Well how is 1 second measured exactly? Wikipedia says
the duration of 9,192,631,770 periods of the radiation corresponding to the transition between the two hyperfine levels of the ground state of the caesium 133 atom. [1]
Well, why is it measured that way? Is there any technical reason like it is easy to measure and can be standardized easily? Or is it really possible to modify the measurement of time?
Answer
why didn't we modify the measurement of 1 second ever so slightly so as to avoid leap years altogether.

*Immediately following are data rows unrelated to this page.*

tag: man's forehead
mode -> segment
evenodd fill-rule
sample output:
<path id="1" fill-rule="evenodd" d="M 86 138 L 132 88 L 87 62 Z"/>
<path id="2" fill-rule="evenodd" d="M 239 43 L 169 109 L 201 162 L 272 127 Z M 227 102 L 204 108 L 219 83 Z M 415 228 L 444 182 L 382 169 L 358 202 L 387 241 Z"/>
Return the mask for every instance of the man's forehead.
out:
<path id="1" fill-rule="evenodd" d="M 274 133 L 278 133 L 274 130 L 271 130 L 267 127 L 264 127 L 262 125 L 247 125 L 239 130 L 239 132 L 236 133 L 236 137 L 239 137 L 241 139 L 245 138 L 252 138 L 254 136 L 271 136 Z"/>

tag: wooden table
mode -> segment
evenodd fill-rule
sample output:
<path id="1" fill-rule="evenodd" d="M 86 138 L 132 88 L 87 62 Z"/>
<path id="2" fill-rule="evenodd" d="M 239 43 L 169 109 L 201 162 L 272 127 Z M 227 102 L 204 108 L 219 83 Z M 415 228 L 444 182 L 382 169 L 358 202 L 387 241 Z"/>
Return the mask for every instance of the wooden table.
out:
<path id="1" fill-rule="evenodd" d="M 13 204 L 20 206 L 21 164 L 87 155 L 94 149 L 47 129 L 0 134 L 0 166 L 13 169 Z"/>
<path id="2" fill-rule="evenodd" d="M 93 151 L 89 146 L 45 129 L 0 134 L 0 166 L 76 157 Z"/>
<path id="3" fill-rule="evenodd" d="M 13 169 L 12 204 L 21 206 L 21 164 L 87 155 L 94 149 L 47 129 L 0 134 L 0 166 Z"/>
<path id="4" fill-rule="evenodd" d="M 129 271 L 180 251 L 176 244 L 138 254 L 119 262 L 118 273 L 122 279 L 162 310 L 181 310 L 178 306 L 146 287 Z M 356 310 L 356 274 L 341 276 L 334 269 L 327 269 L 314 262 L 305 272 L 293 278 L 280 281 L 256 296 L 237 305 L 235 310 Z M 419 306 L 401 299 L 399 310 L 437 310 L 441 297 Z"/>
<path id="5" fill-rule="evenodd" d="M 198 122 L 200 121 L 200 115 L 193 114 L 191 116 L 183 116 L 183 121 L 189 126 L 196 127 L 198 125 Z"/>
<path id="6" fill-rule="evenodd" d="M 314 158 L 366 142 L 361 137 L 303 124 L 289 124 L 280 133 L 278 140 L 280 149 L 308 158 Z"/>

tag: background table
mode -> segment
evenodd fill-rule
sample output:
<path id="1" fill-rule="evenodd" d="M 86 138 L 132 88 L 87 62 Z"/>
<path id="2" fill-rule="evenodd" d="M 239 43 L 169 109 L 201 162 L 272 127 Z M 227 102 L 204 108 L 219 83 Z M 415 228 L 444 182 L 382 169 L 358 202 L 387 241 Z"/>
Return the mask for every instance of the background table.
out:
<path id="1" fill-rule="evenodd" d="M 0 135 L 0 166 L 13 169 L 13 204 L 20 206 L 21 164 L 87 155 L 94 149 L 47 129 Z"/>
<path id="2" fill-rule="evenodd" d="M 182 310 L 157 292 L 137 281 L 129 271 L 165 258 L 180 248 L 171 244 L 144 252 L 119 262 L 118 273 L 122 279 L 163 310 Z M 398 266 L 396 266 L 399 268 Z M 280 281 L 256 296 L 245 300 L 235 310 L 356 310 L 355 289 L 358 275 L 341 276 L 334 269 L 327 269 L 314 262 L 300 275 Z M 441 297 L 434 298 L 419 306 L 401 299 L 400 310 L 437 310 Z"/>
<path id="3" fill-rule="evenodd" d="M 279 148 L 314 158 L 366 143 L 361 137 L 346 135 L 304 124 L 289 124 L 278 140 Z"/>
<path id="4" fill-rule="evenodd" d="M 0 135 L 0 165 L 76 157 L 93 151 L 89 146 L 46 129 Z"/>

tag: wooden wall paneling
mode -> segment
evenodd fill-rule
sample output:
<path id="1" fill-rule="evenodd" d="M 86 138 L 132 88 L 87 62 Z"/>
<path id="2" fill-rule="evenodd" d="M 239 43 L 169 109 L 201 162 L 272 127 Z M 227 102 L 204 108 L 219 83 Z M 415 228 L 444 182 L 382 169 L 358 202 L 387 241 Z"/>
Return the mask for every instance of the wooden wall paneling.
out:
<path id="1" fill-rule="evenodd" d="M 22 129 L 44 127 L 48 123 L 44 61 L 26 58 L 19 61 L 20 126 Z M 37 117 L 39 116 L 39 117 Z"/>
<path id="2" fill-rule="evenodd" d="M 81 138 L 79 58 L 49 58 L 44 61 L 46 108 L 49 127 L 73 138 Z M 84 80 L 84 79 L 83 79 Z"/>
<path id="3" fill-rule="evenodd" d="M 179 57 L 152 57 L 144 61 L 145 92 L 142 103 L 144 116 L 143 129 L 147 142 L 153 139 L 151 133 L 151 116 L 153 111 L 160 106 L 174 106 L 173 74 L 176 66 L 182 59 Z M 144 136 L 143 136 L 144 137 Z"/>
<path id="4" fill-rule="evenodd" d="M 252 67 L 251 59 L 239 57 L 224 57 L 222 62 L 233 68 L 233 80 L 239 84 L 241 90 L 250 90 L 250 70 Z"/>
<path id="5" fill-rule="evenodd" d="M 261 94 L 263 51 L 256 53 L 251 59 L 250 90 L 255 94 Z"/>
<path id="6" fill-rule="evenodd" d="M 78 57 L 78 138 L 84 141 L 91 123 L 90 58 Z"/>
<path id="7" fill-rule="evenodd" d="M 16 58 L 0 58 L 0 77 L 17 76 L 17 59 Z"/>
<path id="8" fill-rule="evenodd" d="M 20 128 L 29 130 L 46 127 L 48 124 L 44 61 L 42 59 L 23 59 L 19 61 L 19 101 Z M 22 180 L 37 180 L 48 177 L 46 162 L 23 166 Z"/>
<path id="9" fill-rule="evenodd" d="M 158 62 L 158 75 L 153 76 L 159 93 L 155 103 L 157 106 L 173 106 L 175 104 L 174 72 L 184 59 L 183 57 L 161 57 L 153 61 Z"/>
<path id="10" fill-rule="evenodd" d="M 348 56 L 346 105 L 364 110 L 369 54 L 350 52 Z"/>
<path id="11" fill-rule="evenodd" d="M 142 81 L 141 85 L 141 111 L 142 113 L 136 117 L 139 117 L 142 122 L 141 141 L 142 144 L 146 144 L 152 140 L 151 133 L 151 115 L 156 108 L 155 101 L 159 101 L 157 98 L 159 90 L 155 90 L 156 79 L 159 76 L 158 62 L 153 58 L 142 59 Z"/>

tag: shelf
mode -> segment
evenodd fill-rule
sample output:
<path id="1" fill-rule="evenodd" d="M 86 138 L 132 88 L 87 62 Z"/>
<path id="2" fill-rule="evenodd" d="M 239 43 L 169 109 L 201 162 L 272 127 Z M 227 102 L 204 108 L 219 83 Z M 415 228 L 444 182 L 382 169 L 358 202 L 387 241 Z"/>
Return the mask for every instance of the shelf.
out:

The rotation of earth and the revolution of earth around the sun is not at all synchronized. The Earth really rotates 365.24219647 times during each revolution (at 1992, this ratio changes slightly every year, the tropical year gets roughly a half second shorter each century); so even if we fixed the definition of time to the revolution of earth around sun, we will still need a leap year every 4 years (what we wouldn't need would be leap seconds).
Another reason is because precise time measurement would become incomparable. Since the period of rotation of earth (i.e. tropical year) isn't constant, if we used the definition of second to exactly match the period of revolution, then whenever you want to specify a precise duration of time, you'll also have to specify which year that definition of second is taken from, and you'll need a table that records the length of second of each year.
Is there any technical reason ... ?
Yes, because with the proper equipments anyone, anytime can take a caessium-133 atom, put it under the specified condition and measure the same second, and it won't have yearly change like second from earth rotation/revolution would. As far as we know, the frequency of caessium-133 in the 1978 should be the same as the frequency of another caessium-133 in 2049.